The admissions policy of the Jewish Free School may have to change following the June 25 ruling by a London appeals court.
The family of a 12-year-old boy sued the school after he was refused a place in the oversubscribed school because it did not recognize his mother's conversion. The mother converted to Judaism in a Progressive synagogue; the conversion is not recognized by the Office of the Chief Rabbi.
Faith schools under British law may discriminate on religious grounds, but the appeals court held that this case involved an ethnic test of Jewishness, which is unlawful.
The three appeals judges wrote that "This does not mean ... that no Jewish faith school can ever give preference to Jewish children. It means that, as one would expect, eligibility must depend on faith, however defined, and not on ethnicity."
The state-funded school gives preference to applicants whose "Jewish status" is confirmed by the United Synagogue, which requires that the mother be Jewish. The requirement does not exclude children from atheist, Catholic or Muslim families, as long as the mothers are Jewish.
The boy, who could be named only as M, has a Jewish father. His mother was Roman Catholic before she converted.
The Board of Deputies of British Jews, the umbrella organization of the Jewish communities in Britain, expressed concern about the ruling.

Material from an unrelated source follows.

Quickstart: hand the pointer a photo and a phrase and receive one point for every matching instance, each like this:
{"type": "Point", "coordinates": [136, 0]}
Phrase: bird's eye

"The effect of this judgement is that Jewish schools will not be able to give preference to applicants on the basis of their faith (as permitted by law) applying the criteria that have always been used by Jewish religious authorities,“ the board said.
It also said that “Communal leaders from across the religious spectrum share this concern about the judgement and are considering the community’s next steps. These will begin, in the first instance, with an appeal to the House of Lords against the decision. The Board will of course continue to work closely with all the synagogue bodies, the JFS, all other Jewish schools and stakeholders to safeguard the best interests of British Jewry.”